We now extract all the unique ngrams (hash codes).

In [22]:
unique_chars = set([item for text in dataset_feat for item in list(text[3].keys())])

In [23]:
unique_bigrams = set([item for text in dataset_feat for item in list(text[4].keys())])

In [24]:
unique_trigrams = set([item for text in dataset_feat for item in list(text[5].keys())])

## Building the Keras Architecture

### Embeddings

The dimension of the embedding indices

In [25]:
unique_char_cnt = len(unique_chars)
unique_char_cnt

2711

What is the max length of the feature vectors for the characters?

In [26]:
def length(i, j):
    return len(dataset_feat[i][j].keys())

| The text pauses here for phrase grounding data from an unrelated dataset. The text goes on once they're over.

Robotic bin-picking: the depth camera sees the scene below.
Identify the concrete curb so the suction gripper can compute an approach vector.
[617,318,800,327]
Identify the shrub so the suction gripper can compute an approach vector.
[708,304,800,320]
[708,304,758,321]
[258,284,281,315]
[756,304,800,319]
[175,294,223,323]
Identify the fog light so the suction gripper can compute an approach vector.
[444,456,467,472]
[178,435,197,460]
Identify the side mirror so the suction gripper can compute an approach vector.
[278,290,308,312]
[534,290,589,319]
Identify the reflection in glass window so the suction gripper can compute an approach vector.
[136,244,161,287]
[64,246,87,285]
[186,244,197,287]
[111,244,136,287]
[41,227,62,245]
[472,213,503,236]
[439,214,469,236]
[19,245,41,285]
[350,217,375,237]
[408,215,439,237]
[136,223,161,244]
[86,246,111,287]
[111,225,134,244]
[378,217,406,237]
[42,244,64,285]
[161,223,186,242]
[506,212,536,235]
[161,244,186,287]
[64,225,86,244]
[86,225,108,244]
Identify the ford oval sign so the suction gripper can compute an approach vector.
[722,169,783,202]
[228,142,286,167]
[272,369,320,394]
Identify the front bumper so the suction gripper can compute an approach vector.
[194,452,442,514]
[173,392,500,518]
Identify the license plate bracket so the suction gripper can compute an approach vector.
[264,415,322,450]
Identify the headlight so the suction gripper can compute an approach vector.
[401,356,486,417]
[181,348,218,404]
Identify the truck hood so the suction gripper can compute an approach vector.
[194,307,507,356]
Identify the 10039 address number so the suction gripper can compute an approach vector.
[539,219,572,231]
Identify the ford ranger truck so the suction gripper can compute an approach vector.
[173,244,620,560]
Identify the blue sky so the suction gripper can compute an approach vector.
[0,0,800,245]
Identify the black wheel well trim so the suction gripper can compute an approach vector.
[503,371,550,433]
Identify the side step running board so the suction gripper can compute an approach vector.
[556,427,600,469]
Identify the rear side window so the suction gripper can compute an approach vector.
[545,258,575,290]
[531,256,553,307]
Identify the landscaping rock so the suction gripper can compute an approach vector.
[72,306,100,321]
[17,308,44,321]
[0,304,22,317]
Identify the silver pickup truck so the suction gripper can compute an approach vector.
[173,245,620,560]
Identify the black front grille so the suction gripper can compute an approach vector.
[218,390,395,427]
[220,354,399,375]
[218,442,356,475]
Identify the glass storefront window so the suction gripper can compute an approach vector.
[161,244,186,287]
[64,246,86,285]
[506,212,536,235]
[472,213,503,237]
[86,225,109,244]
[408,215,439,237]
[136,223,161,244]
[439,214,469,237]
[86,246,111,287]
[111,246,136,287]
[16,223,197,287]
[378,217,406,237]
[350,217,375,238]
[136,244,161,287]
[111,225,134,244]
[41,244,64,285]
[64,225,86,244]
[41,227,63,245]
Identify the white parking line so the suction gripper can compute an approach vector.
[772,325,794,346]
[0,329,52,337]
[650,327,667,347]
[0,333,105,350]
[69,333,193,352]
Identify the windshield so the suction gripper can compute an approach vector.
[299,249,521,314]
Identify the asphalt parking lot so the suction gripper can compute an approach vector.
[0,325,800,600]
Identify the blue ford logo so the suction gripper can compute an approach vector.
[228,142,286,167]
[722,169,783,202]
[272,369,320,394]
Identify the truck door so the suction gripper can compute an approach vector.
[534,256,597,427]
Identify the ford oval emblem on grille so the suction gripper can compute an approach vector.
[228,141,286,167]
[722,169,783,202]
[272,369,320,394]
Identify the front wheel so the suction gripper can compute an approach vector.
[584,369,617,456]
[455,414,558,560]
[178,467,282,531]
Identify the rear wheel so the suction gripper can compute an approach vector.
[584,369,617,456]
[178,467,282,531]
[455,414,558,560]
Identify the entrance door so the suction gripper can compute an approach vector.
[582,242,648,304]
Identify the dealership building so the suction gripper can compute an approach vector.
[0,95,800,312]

max([length(i, 3) for i in range(len(dataset_feat))])

86

In [27]:
import statistics
print(statistics.mean([length(i, 3) for i in range(len(dataset_feat))]))
print(statistics.stdev([length(i, 3) for i in range(len(dataset_feat))]))
statistics.median([length(i, 3) for i in range(len(dataset_feat))])

16.28117962381451
3.7617453433411927


16.0

In [28]:
unique_bigram_cnt = len(unique_bigrams)
unique_bigram_cnt

4096

What is the max length of the feature vectors for the bigrams?

In [29]:
max([length(i, 4) for i in range(len(dataset_feat))])

320

In [30]:
print(statistics.mean([length(i, 4) for i in range(len(dataset_feat))]))
print(statistics.stdev([length(i, 4) for i in range(len(dataset_feat))]))
statistics.median([length(i, 4) for i in range(len(dataset_feat))])

29.966491684376354
14.0720490075001


28.0

In [31]:
unique_trigram_cnt = len(unique_trigrams)
unique_trigram_cnt

4096

What is the max length of the feature vectors for the trigrams?

In [32]:
max([length(i, 5) for i in range(len(dataset_feat))])

681

In [33]:
print(statistics.mean([length(i, 5) for i in range(len(dataset_feat))]))
print(statistics.stdev([length(i, 5) for i in range(len(dataset_feat))]))
statistics.median([length(i, 5) for i in range(len(dataset_feat))])

32.37771063955763
19.158929900629644


29.0

In [34]:
MAXLEN_CHARS = 20
MAXLEN_BIGRAMS = 50
MAXLEN_TRIGRAMS = 70

### The architecture

In [36]:
import tensorflow as tf
from tensorflow.keras import Input, Model
from tensorflow.keras import layers, optimizers, backend

# Char input
char_input = Input(shape=(20,), dtype='int32', name='char_input')
embedded_chars = layers.Embedding(MAX_CHARS + 1, 64, mask_zero=True)(char_input)
flattened_chars = layers.GlobalAveragePooling1D()(embedded_chars)
#flattened_chars = layers.Lambda(lambda x: backend.mean(x, axis=1))(embedded_chars)

# Bigram input
bigram_input = Input(shape=(50,), dtype='int32', name='bigram_input')
embedded_bigrams = layers.Embedding(MAX_BIGRAMS + 1, 64, mask_zero=True)(bigram_input)
flattened_bigrams = layers.GlobalAveragePooling1D()(embedded_bigrams)
#flattened_bigrams = layers.Lambda(lambda x: backend.mean(x, axis=1))(embedded_bigrams)

# Trigram input
trigram_input = Input(shape=(70,), dtype='int32', name='trigram_input')
embedded_trigrams = layers.Embedding(MAX_TRIGRAMS + 1, 64, mask_zero=True)(trigram_input)
flattened_trigrams = layers.GlobalAveragePooling1D()(embedded_trigrams)
#flattened_trigrams = layers.Lambda(lambda x: backend.mean(x, axis=1))(embedded_trigrams)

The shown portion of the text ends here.